The loop wraps graph invocation in server/chat.py (both the A2A streaming path and the non-streaming chat path); the graph itself is unchanged.
Setting a goal
Send a control message through any channel (A2A, Gradio chat, OpenAI-compat):
- Fuzzy goal (LLM-verified):
/goal the README documents every config block - Testable goal (JSON spec):
/goal {"condition": "unit tests pass", "verifier": {"type": "test", "command": "python -m pytest -q"}} - Monitor goal (ADR 0030) — for a metric driven by an external process (a background engine, a training run, a deployment), not the agent's turns. Add
"mode": "monitor": the agent isn't re-invoked, the goal never exhausts, and it's checked out-of-band on a cadence (goal.monitor_interval, default 60s), firing the verifier'son_achievedhook when it passes.(Default is/goal {"condition": "treasury ≥ 1,000,000", "mode": "monitor", "verifier": {"type": "plugin", "check": "spacetraders:credits", "args": {"min": 1000000}}}"mode": "drive"— the agent is the work, the bounded loop above.) - Per-goal patience: add
"no_progress_limit": Nto widen/narrow one goal's no-progress tolerance without changing the global default. - Status:
/goal - Clear:
/goal clear(aliases:stop,off,cancel,reset,none)

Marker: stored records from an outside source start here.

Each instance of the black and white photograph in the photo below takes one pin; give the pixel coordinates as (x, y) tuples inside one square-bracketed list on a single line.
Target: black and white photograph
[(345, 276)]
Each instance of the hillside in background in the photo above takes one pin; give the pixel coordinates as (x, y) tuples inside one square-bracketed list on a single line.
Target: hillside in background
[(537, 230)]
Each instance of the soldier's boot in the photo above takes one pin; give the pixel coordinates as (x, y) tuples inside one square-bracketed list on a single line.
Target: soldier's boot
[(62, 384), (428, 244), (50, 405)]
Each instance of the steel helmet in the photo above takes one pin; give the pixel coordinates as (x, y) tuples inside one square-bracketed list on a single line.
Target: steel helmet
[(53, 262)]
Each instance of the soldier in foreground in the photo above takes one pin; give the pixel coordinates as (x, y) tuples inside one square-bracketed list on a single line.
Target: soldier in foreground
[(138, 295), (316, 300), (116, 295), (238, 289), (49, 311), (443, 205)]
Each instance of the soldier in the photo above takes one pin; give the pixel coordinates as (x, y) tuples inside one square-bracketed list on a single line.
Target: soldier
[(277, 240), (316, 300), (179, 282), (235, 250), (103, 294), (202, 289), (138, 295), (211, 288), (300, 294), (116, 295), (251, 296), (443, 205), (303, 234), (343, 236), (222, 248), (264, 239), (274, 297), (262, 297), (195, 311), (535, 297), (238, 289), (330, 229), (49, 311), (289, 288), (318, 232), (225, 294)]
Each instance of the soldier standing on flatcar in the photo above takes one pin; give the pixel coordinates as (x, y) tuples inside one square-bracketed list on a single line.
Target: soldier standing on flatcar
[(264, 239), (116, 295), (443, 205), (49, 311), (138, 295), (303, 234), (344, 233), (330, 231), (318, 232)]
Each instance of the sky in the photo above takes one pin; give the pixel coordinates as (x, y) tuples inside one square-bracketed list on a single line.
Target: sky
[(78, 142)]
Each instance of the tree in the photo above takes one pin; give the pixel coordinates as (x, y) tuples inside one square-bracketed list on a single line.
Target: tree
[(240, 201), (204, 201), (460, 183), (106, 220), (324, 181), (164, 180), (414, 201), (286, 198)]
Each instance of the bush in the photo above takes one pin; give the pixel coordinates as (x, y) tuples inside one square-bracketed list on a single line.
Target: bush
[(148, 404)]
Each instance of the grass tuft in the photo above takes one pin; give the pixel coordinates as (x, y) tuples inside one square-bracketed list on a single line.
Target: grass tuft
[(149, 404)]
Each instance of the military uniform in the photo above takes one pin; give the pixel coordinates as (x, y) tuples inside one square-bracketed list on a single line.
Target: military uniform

In the React console, typing / in the chat composer opens a command autocomplete (served from GET /api/chat/commands) so /goal is discoverable; ↑/↓ to pick, Enter/Tab to insert.

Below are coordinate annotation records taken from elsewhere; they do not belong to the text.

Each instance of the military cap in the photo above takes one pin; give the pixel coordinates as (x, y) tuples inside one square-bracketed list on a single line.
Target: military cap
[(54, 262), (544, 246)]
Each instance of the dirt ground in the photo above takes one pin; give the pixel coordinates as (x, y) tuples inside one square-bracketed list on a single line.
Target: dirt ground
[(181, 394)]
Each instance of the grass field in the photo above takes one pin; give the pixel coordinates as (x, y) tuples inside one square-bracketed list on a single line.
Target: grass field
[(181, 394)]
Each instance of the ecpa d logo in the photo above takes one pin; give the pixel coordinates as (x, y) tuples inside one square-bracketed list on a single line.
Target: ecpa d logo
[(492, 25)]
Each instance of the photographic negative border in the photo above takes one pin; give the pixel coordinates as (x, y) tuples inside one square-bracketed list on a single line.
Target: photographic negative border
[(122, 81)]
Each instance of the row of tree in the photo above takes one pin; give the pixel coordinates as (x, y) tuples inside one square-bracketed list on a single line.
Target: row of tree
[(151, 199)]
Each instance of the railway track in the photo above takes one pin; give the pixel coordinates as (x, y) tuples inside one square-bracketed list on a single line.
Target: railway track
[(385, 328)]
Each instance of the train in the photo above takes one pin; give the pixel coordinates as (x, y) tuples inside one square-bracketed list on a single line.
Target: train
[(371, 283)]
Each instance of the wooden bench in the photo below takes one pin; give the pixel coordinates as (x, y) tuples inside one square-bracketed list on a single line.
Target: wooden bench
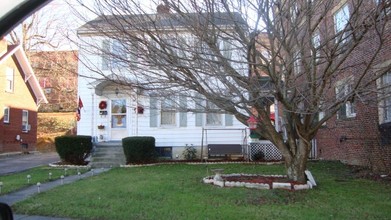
[(224, 150)]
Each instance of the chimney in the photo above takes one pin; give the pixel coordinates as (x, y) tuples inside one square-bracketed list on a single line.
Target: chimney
[(163, 9)]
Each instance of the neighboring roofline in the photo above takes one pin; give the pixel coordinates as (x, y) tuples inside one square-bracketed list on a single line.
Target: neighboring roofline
[(160, 21), (30, 77)]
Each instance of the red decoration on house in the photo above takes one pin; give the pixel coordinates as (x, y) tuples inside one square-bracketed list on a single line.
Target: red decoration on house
[(140, 110), (102, 105)]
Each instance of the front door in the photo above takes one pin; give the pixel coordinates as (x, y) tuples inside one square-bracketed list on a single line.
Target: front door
[(118, 119)]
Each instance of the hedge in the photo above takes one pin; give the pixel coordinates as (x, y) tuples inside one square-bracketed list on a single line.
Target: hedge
[(74, 149)]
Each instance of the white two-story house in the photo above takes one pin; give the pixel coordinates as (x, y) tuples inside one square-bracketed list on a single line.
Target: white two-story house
[(116, 99)]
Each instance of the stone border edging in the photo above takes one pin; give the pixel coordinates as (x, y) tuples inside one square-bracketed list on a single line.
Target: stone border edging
[(200, 163), (275, 185)]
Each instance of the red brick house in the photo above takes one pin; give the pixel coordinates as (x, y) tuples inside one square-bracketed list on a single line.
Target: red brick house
[(20, 97), (360, 134)]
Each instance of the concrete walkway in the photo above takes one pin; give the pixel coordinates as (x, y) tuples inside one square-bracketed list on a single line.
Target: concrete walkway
[(12, 163), (18, 163)]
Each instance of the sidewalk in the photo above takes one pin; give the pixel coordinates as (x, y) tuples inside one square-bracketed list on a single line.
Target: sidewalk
[(23, 194), (14, 163)]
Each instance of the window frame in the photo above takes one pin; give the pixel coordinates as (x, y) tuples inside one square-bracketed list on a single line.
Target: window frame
[(341, 19), (213, 115), (168, 108), (25, 121), (6, 117), (10, 80), (349, 109), (385, 102)]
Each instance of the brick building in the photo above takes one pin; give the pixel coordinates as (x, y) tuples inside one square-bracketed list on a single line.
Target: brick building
[(20, 97), (360, 133)]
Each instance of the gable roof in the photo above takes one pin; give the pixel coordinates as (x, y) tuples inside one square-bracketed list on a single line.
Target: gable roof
[(29, 76), (161, 21)]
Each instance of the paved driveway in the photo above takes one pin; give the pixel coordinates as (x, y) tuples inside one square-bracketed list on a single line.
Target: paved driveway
[(20, 162)]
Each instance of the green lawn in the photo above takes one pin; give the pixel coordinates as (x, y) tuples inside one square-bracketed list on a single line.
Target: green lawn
[(176, 192), (17, 181)]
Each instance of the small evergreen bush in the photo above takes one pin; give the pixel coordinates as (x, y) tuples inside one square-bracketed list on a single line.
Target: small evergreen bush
[(139, 149), (74, 149), (259, 156), (190, 153)]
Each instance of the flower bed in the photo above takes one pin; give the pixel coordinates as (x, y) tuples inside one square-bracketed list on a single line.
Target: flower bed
[(256, 181)]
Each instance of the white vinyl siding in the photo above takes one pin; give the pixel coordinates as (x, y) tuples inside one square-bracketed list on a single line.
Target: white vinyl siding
[(6, 118), (9, 80)]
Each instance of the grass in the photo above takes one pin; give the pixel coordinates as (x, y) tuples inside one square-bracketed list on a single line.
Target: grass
[(17, 181), (176, 192)]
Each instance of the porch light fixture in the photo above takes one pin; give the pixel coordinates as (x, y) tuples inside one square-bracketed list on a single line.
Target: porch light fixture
[(252, 122)]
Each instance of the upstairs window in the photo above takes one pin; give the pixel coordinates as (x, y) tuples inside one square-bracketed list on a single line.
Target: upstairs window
[(316, 45), (384, 6), (118, 54), (25, 121), (212, 117), (9, 80), (168, 112), (385, 98), (6, 118), (297, 63), (347, 110), (341, 20)]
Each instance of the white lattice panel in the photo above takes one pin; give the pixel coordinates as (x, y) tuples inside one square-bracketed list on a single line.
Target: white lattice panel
[(267, 148)]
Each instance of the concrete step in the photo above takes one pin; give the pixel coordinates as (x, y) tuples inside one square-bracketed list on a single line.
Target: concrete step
[(107, 155)]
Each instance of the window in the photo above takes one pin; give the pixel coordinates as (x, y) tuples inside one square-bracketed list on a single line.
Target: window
[(118, 54), (25, 121), (118, 113), (9, 80), (341, 20), (348, 109), (384, 6), (385, 98), (105, 54), (212, 117), (225, 48), (6, 118), (294, 11), (168, 112), (297, 63), (316, 45)]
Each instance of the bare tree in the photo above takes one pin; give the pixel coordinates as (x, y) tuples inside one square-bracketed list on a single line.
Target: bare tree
[(311, 57)]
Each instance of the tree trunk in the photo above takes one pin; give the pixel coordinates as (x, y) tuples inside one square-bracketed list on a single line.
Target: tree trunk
[(297, 164)]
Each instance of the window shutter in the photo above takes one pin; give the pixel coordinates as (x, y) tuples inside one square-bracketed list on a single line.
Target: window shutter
[(229, 120), (182, 111), (153, 112)]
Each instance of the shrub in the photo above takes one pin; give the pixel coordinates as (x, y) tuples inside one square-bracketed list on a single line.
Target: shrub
[(139, 149), (73, 149), (190, 153), (259, 156)]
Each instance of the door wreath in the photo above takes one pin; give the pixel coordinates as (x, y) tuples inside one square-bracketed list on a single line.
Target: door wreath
[(102, 105)]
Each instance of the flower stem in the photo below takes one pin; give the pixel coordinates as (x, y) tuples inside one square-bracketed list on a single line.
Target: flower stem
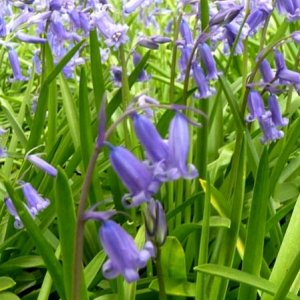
[(76, 283), (160, 277)]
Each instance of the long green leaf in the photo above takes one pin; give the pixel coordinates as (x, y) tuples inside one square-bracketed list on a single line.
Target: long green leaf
[(242, 277), (52, 264)]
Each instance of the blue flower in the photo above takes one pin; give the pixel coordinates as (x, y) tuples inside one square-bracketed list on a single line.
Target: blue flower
[(12, 211), (156, 223), (114, 34), (34, 201), (179, 144), (123, 255), (135, 176), (276, 116)]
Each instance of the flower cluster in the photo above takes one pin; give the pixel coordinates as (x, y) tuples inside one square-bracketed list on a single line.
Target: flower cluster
[(34, 202), (165, 161)]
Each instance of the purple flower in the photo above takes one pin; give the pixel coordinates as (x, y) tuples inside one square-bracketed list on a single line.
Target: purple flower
[(123, 255), (143, 76), (132, 5), (12, 211), (42, 164), (276, 116), (271, 133), (208, 61), (34, 201), (204, 90), (255, 106), (226, 16), (116, 76), (114, 34), (179, 144), (15, 65), (186, 33), (135, 176), (156, 223), (29, 38)]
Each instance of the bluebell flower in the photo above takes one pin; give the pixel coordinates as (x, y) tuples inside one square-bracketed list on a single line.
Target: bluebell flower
[(270, 131), (208, 61), (226, 16), (15, 65), (135, 176), (12, 211), (34, 201), (276, 116), (256, 106), (186, 33), (143, 76), (256, 18), (42, 164), (3, 30), (179, 144), (29, 38), (116, 75), (123, 255), (156, 223)]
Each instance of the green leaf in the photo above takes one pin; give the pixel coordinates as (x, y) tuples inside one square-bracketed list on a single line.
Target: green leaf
[(8, 296), (6, 283), (29, 261), (70, 110), (66, 226), (256, 226), (173, 259), (52, 264), (39, 117), (175, 287), (242, 277), (181, 232)]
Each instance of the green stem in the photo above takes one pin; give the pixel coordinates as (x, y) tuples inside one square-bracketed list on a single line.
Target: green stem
[(203, 253), (161, 283), (79, 238)]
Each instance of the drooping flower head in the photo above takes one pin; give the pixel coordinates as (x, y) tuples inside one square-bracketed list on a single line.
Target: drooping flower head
[(135, 176), (123, 255)]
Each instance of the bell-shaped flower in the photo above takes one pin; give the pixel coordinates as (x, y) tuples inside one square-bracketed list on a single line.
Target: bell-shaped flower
[(123, 255), (208, 61), (179, 144), (15, 65), (42, 164), (13, 212), (226, 16), (143, 76), (157, 150), (34, 201), (114, 34), (256, 106), (156, 223), (276, 116), (134, 174), (132, 5), (271, 133), (204, 90)]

Programmatic status/clear is also available: GET /api/goal/{session_id} and DELETE /api/goal/{session_id}.
Manage from the console
The React console's Goals surface lists every session's goal — its condition, status (active / achieved / exhausted / unachievable), iteration count, verifier type, and the latest verifier reason — and lets you clear any of them. Goals are still set in chat with /goal (setting can run shell/test verifiers, so it stays an explicit in-chat action); the panel is a read-and-clear view. Backed by:
| Method | Path | Purpose |
|---|---|---|
GET | /api/goals | List all goals across sessions ({goals, enabled}) |
DELETE | /api/goals/{session_id} | Clear one ({cleared}) |
Verifier types
Set via verifier.type in the JSON spec:
| Type | Spec keys | Met when |
|---|---|---|
command | command, cwd?, timeout? | the shell command exits 0 |
test | same as command | exits 0 (the runner's summary line is surfaced in the reason) |
ci | pr or branch | gh pr checks <pr> is all-green, or the latest run on branch concluded success |
data | path + (contains or expr) | the file contains the substring, or expr (evaluated over parsed JSON as data) is truthy |
llm | — (uses condition) | a strict evaluator judges the transcript shows the goal demonstrably done (fuzzy fallback) |
data expr runs in a restricted namespace — the parsed document is data, with only read-only builtins (len, any, all, sum, …). __import__, open, eval, etc. are unavailable.
Examples:
{"type": "command", "command": "test -f /sandbox/out/report.pdf"}
{"type": "ci", "branch": "feat/my-branch"}
{"type": "data", "path": "/sandbox/state.json", "expr": "data['open_tickets'] == 0"}The <goal_plan> checklist
Continuation prompts ask the agent to keep a running plan inside a <goal_plan>…</goal_plan> block and update it each turn. The controller extracts that block, persists it with the goal state, and feeds it back into the next continuation — so the agent maintains a coherent plan across iterations instead of re-planning from scratch.
Configuration
See the goal config block. Defaults: machinery enabled, max_iterations: 8, no_progress_limit: 3, verify_timeout: 120.
Security
command / test / ci verifiers execute on the server host with the agent's privileges. Setting a goal is an operator action — only accept goal specs from trusted callers. If you expose /goal to untrusted input, restrict it to data / llm verifiers or gate goal-setting behind auth.